Supercomputers are astonishing feats of engineering, boasting mind-blowing processing power and the ability to calculate the answer to life, the universe and everything. But to some they are supervillains rather than superheroes. For decades governments around the world funded supercomputers with military applications in mind, and some of the most powerful machines ever made were put to work modelling missile trajectories and simulating nuclear war.

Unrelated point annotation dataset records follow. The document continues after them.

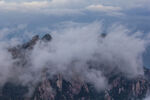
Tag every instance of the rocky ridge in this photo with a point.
(58, 88)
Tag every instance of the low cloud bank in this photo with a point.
(78, 50)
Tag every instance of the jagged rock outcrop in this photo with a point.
(58, 88)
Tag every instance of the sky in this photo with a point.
(77, 25)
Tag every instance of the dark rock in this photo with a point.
(46, 37)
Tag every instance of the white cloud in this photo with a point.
(109, 10)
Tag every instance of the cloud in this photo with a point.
(77, 49)
(109, 10)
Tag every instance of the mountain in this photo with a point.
(59, 88)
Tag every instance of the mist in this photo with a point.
(76, 50)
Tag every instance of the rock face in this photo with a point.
(58, 88)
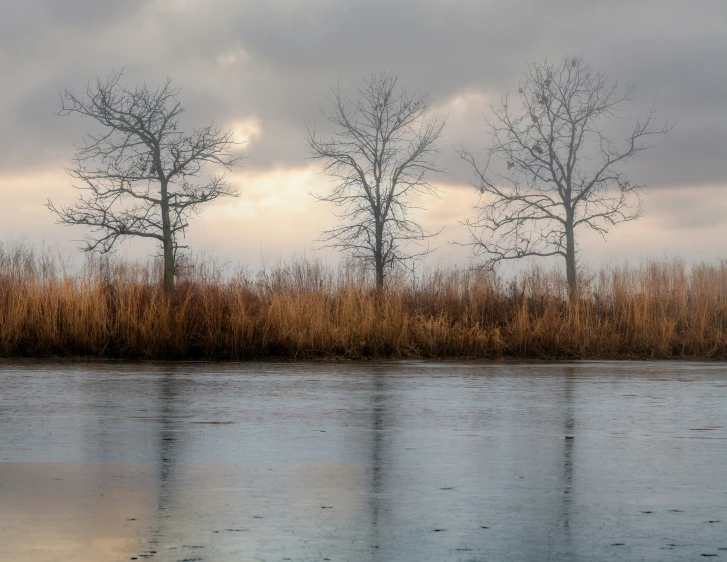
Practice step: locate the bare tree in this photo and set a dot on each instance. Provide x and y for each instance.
(141, 176)
(558, 170)
(379, 154)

Today's supercomputers still do some of that, but they're increasingly being used with the very best intentions: to model the effects of climate change, to find better ways of using energy, to investigate new materials, design new kinds of vehicles and to predict natural disasters.
Here we introduce you to the world's ten most powerful computers...
Tianhe-2 (Milky Way 2)
Reckon your quad-core PC is pretty powerful? The National Super Computer Center in Guangzhou, China, has a machine with a staggering 3,120,000 cores delivering 33.86 petaFLOPs. The machine was developed by China's National University of Defense Technology (NUDT) and as you might expect the defence side of things is shrouded in secrecy, but Chinese media reports say it'll also be used to predict earthquakes, for climate modelling and to help China's car industry. That latter claim has baffled many observers: automobile engineering professor Bian Mingyaun of Tsinghua University told the South China Morning Post that using a supercomputer to design cars was "like running after a chicken with an axe… quite unnecessary."
K Computer
Fujitsu's K Computer is another former number one: in 2011 it was the first computer to top 10 petaFLOPs. It's installed at the RIKEN Advanced Institute for Computational Science in Kobe, Japan, where it runs a variety of applications for tasks including disaster prevention, medical science and climate modelling. That requires a lot of power: at full pelt the K Computer uses the same amount of energy of nearly 10,000 suburban homes.
Titan
The former number one was built by Cray at the US Oak Ridge National Laboratory, and it boasts some 18,688 CPUs and the same number of GPUs. That gives it a theoretical peak of 27 petaFLOPs. Titan has been used to model combustion to make engines more efficient, to find ways of reducing nuclear waste, to model climate change and to improve materials science in semiconductors and plastics.
Mira
How's this for power: according to its creator IBM, if "every man, woman and child in the United States performed one calculation each second, it would take them almost a year to do as many calculations as Mira will do in one second." It's used by seismologists, chemists, materials scientists and climatologists.
Piz Daint
Named after a Swiss Alp , the Swiss National Computing Centre's Piz Daint supercomputer was upgraded in late 2013 to deliver 20 times more power than its predecessor while only using two and a half times as much energy. It's Europe's most powerful supercomputer, and scientists of all disciplines can gain access to it: there's an application scheme every six months, with an independent committee of specialists deciding which applications have the most merit.
Stampede
The Texas Advanced Computing Center (TACC) in Austin provides high performance computing to thousands of scientists and engineers every year. The 500,000lb Stampede supercomputer has been used to improve brain tumour imaging, to predict Californian earthquakes, to analyse language and music for patterns and to better understand the flow of ice from Antarctica.
JUQUEEN
IBM makes yet another appearance in the top ten with JUQUEEN, which is installed at the Forschungszentrum Jülich research institute in Germany. It has been designed to handle compute-intensive tasks for scientific areas including neuroscience, computational biology, climate research and quantum physics. One of its users, the Human Brain Project, hopes to simulate the entire human brain.
Vulcan
It's another mention for IBM: its Vulcan supercomputer, which is installed at the Lawrence Livermore National Laboratory in California. Vulcan is operated on behalf of the US National Nuclear Security Administration. Since 2013 it has also been available to scientists, engineers and academics in a wide range of sectors including energy, bioscience, atmospheric science and high performance computing technology.
Sequoia
IBM Sequoia became the world's fastest supercomputer in 2012, although it has since been pipped to the post - but it's still astonishingly powerful. While Sequoia has been used for scientific applications including astronomy, climate modelling and studying the human genome its main purpose is military: it was designed primarily for nuclear weapons simulation.
SuperMUC
SuperMUC may not be the fastest supercomputer in the world but at launch it was the fastest Intel-compatible system in the world. It's also one of the more energy efficient supercomputers: its unusual, IBM-developed "warm water cooling" reduces the number of cooling components necessary to stop it from getting hotter than the sun, saving millions of Euros in cooling costs.
SuperMUC is based in Garching, near Munich (MUC is Munich's airport code) and it's available "to all European researchers to expand the frontiers of science and engineering." So far it has been used for applications including computational fluid dynamics, genome analysis, earthquake simulation, computational chemistry and life sciences.